Samedi en fin de journée, les grandes orientations commençaient à s’affiner. Rendez-vous était donné dimanche, en fin après-midi midi, pour les derniers calages, puis Emmanuel Macron déclenche la phase politique : tête-à-tête avec Édouard Philippe à 19 heures, et dîner de ministres. Parmi eux : Bruno Le Maire, Gérald Darmanin, Marc Fesneau ou encore Jacqueline Gourault. Christophe Castaner étant excusé pour cause de déplacement à Mayotte.

"Cette fois, pas question de laisser le gouvernement en dehors du jeu comme le 10 décembre, quand les ministres ont entendu les mesures d’urgence à la télévision"

Des arbitrages, notamment sur les questions fiscales, ont été pris à ce moment-là. C’est un signal donné pour la méthode : cette fois, pas question de laisser le gouvernement en dehors du jeu comme le 10 décembre, quand les ministres ont entendu les mesures d’urgence à la télévision. Selon ses proches, Emmanuel Macron tient à mobiliser tout l’appareil politique pour bien faire comprendre que des chantiers profonds vont être engagés, comme il va le dire ce soir aux Français.

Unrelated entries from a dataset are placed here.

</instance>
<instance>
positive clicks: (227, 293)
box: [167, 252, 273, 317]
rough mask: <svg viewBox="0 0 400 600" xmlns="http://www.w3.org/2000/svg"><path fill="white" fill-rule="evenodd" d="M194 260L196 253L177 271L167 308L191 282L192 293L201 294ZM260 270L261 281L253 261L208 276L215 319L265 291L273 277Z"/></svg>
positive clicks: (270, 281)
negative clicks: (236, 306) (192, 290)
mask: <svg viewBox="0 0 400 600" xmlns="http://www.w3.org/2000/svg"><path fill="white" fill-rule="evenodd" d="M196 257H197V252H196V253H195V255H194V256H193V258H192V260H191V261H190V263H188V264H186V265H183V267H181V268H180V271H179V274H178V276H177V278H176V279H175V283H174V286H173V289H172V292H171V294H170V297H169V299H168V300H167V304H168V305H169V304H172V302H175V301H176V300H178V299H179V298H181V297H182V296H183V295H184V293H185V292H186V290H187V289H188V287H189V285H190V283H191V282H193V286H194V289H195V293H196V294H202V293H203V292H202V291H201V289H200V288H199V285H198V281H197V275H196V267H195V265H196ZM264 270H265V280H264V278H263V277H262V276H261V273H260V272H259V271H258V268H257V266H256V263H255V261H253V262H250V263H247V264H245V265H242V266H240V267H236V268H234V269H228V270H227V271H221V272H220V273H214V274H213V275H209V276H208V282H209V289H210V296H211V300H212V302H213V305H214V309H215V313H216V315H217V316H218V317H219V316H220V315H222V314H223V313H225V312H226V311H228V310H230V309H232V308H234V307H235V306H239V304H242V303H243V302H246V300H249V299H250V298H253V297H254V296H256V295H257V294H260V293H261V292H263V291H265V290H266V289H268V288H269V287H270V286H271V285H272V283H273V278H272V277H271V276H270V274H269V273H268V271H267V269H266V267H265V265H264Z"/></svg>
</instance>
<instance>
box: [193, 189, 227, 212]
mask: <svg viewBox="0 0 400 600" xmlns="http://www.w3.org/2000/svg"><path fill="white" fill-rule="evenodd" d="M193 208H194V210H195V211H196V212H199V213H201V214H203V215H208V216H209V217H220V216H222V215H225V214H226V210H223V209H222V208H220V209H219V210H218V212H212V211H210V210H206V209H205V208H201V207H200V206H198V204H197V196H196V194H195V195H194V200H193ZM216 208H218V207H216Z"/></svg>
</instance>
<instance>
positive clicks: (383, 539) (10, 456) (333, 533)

Il y aura d'abord des annonces liées aux préoccupations des Français exprimées dans le grand débat. C’est le premier étage de la fusée. Le plus délicat, car la fusée devra partir droite : les mesures doivent être comprises et parler directement de la vie quotidienne des Français. C'est la condition pour pouvoir poser la suite du discours : l’annonce, selon l’Elysée, d’une refondation sur le long terme dans la manière de prendre des décisions de gouverner et d’organiser la vie démocratique. Bref, de tenter de réconcilier les Français et leurs dirigeants. Et là-aussi on peut distinguer un signal.

Mercredi, Emmanuel Macron tiendra une conférence de presse, la première à l’Élysée depuis son élection. Le signe d’un changement à l’égard du rôle de la presse, un corps intermédiaire qui n’avait pas les faveurs du président au début de son mandat. S’exposer aux questions des journalistes pour préciser, et même dit-on, faire de nouvelles annonces peut se lire comme un changement de méthode. 

La semaine dernière était celle du Premier ministre en lever de rideau, cette semaine place au président. Sous la pression des 'gilets jaunes' et de la crise de croissance du macronisme, Emmanuel Macron entame peut-être sa propre révolution."